In that same survey, conducted by Accenture’s Robert J. Thomas, Joshua Bellin and Claudy Jules and Nandani Lynton of China Europe International Business School, more than 90% of the HR execs said they also think that next-generation leaders will have to work more collectively.
Taken together, “these two findings suggest that leaders from highly diverse backgrounds will need to work together more effectively” the researchers write in “Developing Tomorrow’s Global Leaders” in the Fall 2013 issue of MIT Sloan Management Review.
They note three things to consider, however, about this future vision:
“It’s often difficult to promote both diversity and collective action at the same time,” they write. Diverse groups often have more disagreements than homogeneous groups about group processes. That can lead to inertia and endless debates about how to get things done — which can be a recipe for dysfunction.
Proactive skill development in group dynamics can help.
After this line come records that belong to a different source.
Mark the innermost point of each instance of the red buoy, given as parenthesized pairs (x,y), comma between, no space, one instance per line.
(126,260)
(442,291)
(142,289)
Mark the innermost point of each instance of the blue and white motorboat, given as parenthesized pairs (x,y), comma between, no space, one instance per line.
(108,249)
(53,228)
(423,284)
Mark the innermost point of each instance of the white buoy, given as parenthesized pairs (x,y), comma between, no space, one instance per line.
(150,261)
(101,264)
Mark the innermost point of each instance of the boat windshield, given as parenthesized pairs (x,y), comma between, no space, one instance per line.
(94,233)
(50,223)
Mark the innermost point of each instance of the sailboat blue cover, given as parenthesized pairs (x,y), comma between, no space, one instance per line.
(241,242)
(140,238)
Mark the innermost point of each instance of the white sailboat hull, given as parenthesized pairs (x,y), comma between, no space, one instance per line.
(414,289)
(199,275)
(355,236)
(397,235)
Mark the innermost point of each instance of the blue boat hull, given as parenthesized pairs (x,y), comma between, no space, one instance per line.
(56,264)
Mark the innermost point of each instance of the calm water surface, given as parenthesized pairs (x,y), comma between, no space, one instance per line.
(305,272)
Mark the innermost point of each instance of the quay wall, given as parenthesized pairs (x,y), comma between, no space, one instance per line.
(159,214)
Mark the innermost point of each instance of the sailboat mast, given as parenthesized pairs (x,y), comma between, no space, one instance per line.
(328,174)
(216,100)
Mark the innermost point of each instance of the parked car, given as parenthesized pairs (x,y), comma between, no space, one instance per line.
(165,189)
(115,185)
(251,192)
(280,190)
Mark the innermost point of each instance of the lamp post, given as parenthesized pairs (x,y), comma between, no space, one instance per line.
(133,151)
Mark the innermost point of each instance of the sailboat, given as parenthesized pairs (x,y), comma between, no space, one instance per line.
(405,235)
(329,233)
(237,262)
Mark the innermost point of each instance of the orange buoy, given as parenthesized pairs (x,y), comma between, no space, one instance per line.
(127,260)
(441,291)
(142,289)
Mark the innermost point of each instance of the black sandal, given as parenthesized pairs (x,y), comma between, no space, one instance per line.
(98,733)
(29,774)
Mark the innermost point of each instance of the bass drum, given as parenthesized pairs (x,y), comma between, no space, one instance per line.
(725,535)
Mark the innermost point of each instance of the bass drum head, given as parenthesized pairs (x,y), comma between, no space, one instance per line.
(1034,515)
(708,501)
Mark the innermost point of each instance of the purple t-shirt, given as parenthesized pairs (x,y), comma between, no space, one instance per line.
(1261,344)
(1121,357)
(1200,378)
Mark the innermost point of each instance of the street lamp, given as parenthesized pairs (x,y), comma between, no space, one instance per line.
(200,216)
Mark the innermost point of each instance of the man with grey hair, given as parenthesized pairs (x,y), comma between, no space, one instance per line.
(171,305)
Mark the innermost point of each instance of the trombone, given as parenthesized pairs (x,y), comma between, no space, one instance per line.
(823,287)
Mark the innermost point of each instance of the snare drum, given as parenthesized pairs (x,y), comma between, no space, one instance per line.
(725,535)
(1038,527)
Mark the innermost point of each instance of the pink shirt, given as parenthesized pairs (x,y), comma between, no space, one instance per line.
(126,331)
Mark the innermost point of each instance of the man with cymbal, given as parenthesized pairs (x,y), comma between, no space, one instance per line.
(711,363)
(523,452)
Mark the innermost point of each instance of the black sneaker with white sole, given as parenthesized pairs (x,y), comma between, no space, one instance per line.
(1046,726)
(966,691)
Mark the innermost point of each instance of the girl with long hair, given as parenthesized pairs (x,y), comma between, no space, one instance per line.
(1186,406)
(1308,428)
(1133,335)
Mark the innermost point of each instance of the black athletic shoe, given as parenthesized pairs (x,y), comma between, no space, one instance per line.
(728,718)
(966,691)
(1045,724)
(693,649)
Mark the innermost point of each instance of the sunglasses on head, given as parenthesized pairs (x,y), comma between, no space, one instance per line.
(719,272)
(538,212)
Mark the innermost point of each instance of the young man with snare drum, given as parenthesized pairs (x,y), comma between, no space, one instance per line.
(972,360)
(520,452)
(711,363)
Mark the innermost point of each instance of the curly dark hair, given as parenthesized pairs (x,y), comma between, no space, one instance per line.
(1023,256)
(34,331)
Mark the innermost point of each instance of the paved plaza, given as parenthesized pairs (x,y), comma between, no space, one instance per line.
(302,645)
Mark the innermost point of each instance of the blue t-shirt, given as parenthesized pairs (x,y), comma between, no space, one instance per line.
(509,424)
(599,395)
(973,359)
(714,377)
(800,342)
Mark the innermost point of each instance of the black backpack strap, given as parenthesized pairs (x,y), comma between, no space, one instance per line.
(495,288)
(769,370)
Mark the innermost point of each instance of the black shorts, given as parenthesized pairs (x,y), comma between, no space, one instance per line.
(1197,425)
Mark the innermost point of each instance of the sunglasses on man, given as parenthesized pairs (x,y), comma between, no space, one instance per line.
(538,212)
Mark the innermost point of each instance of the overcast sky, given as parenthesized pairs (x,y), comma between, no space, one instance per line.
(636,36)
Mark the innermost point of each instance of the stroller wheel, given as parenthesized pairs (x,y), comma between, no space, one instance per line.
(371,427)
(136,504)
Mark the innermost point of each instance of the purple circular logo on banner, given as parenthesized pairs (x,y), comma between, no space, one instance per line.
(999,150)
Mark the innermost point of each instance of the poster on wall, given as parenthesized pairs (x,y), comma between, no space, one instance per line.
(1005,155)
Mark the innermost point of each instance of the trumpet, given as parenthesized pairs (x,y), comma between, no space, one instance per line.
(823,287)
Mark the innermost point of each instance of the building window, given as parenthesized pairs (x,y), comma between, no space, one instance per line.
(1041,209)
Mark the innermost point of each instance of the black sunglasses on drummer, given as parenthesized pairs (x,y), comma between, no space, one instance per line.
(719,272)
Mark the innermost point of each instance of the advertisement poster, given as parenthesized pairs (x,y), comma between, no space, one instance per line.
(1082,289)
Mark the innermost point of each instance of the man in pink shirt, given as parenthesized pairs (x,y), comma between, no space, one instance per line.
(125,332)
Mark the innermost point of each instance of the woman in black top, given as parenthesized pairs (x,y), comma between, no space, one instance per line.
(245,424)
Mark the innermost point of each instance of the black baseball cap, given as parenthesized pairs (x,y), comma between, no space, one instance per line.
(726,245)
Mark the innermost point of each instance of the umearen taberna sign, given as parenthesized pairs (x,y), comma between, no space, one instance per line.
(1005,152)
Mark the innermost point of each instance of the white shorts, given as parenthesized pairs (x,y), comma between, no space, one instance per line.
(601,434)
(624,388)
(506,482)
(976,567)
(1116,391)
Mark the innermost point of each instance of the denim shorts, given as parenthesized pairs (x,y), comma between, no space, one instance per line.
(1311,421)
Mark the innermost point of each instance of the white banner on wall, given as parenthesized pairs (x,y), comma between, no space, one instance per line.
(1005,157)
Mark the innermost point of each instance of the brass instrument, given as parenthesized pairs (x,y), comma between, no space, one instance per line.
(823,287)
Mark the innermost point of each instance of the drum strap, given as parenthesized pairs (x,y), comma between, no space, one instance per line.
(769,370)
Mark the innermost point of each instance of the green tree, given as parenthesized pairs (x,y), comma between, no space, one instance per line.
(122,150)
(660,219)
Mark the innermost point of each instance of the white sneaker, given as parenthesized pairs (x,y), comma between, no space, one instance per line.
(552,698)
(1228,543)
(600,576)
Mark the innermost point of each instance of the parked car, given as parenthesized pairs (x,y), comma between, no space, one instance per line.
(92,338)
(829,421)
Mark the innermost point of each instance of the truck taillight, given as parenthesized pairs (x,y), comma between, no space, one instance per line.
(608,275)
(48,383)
HR executives grooming the next generation of leaders need to make them aware of the challenges if they are going to get through them successfully. “Companies that were most confident that their leadership-development programs equip high-potential employees for leadership success,” the authors write, “reported having more formal policies aimed at developing leaders collectively” and individually.
HR executives also are looking toward personalized learning programs. The executives with the highest degree of confidence in their leadership development programs “recognize that diversity extends to learning styles — individuals respond in different ways to teaching, coaching, mentoring and action learning,” write the authors. “They therefore avoid taking a one-size-fits-all approach to learning.”
None of this is easy. At least 40% of the surveyed execs said they were dealing with constrained budgets, administrative complexity and inadequate accounting for cultural differences.